YOUR SOLIN GENERATED RECIPE
Cottage Cheese Protein Pancakes with Berries
Fluffy oat-based pancakes blended with creamy cottage cheese and nutty hemp hearts, topped with a vibrant burst of fresh blueberries.
INGREDIENTS
1 cup low-fat cottage cheese
0.5 cup egg whites
0.5 cup rolled oats
1 tbsp hemp hearts
1 tsp vanilla extract
0.5 tsp ground cinnamon
1 tsp baking powder
0.5 cup fresh blueberries
1 tsp avocado oil
0.13 tsp sea salt
PREPARATION
Place the cottage cheese, egg whites, rolled oats, hemp hearts, vanilla extract, ground cinnamon, baking powder, and sea salt into a high-speed blender.

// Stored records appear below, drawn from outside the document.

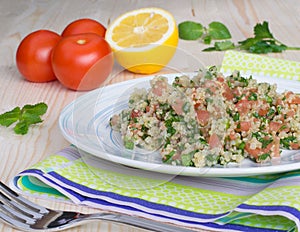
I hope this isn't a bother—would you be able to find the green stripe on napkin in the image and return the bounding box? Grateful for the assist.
[221,51,300,80]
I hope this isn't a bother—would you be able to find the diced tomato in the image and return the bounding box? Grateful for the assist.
[130,109,142,118]
[291,95,300,104]
[152,80,167,96]
[229,131,236,140]
[208,133,222,149]
[269,121,282,132]
[237,121,251,132]
[290,143,300,150]
[258,108,269,116]
[196,110,210,126]
[222,82,234,101]
[286,110,295,117]
[217,77,224,82]
[204,80,219,93]
[172,98,184,115]
[235,99,251,114]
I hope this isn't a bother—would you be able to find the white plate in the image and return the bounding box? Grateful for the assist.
[59,73,300,177]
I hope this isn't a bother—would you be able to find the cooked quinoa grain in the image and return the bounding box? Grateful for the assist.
[110,67,300,167]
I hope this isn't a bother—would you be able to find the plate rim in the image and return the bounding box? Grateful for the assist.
[58,72,300,177]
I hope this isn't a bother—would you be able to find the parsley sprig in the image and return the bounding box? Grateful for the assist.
[0,102,48,135]
[178,21,300,54]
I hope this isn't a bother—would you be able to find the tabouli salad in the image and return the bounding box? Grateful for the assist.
[110,66,300,167]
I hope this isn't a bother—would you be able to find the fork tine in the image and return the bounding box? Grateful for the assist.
[0,181,49,218]
[0,198,36,224]
[0,208,30,230]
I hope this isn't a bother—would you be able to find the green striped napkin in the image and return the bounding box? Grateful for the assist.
[12,51,300,231]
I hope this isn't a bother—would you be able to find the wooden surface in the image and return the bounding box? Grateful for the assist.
[0,0,300,232]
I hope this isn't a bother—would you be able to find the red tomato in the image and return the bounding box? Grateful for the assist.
[52,33,114,91]
[196,110,210,126]
[61,19,106,38]
[16,30,61,82]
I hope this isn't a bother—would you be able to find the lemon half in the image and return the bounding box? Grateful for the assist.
[105,8,178,74]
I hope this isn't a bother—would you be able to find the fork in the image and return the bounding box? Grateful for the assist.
[0,181,192,232]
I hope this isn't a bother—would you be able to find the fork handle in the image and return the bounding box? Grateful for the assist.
[81,213,194,232]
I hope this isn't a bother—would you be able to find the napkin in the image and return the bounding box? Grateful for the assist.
[11,51,300,231]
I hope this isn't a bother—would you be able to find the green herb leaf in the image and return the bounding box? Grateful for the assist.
[14,120,29,135]
[178,21,204,40]
[202,40,235,52]
[207,22,231,40]
[254,21,274,39]
[0,102,48,135]
[22,102,48,115]
[0,107,21,127]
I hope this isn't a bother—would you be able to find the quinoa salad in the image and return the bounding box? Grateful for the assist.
[110,66,300,167]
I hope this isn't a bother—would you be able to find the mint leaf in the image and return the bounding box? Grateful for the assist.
[203,34,212,44]
[249,40,287,54]
[207,22,231,40]
[202,40,235,52]
[178,21,203,40]
[254,21,274,39]
[22,102,48,115]
[0,107,21,127]
[0,102,48,135]
[215,40,235,51]
[14,120,29,135]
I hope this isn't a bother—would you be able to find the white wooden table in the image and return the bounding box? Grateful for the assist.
[0,0,300,232]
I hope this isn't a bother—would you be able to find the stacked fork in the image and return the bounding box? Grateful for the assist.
[0,182,192,232]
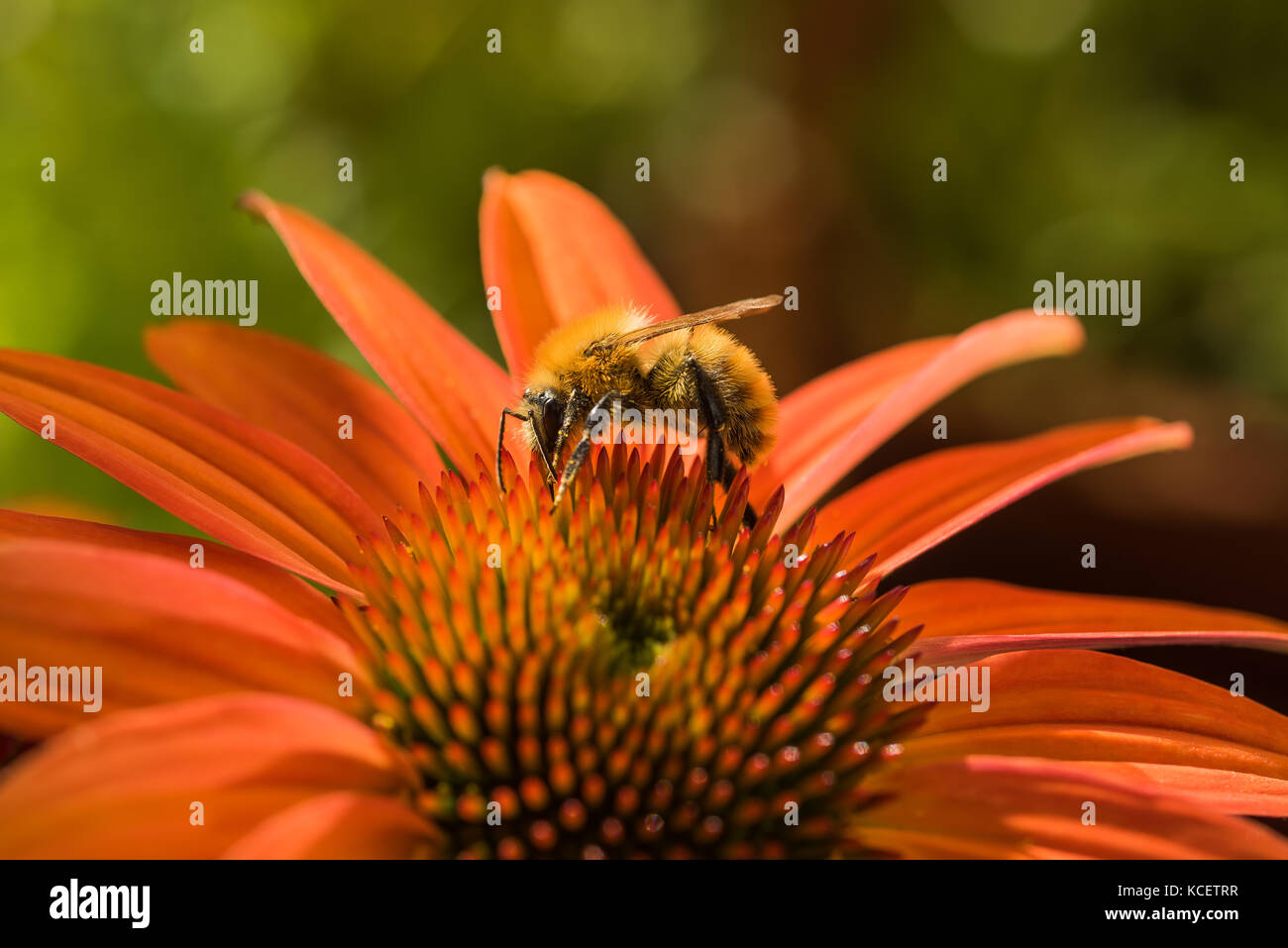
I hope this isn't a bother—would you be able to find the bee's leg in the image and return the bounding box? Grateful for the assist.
[548,389,590,488]
[684,355,756,527]
[496,408,528,493]
[496,408,554,496]
[553,391,622,509]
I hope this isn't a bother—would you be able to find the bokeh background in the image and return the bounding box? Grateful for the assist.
[0,0,1288,726]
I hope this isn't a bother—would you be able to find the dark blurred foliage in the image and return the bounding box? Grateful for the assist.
[0,0,1288,706]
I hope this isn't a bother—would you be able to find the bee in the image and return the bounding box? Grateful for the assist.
[496,295,783,522]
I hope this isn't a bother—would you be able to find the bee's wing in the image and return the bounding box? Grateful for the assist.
[591,293,783,349]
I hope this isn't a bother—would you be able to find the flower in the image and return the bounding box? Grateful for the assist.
[0,171,1288,857]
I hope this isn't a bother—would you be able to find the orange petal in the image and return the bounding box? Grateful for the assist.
[0,694,416,859]
[224,790,434,859]
[756,309,1085,523]
[896,651,1288,815]
[751,336,953,509]
[901,579,1288,665]
[147,319,443,514]
[242,192,512,467]
[480,170,680,376]
[0,540,368,738]
[1079,761,1288,818]
[853,755,1288,859]
[815,419,1193,583]
[0,351,381,588]
[0,510,351,639]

Blend on high for 30-45 seconds until the batter is completely smooth and the oats are fully pulverized.
Heat a large non-stick skillet over medium-low heat and lightly coat with the avocado oil.
Pour the batter into the skillet to form small pancakes, approximately 3 to 4 inches in diameter.
Cook for 3 to 4 minutes until the edges appear set and small bubbles begin to form on the surface.
Carefully flip the pancakes and cook for an additional 2 minutes until they are golden brown and cooked through.
Transfer the pancakes to a plate and serve immediately topped with the fresh blueberries.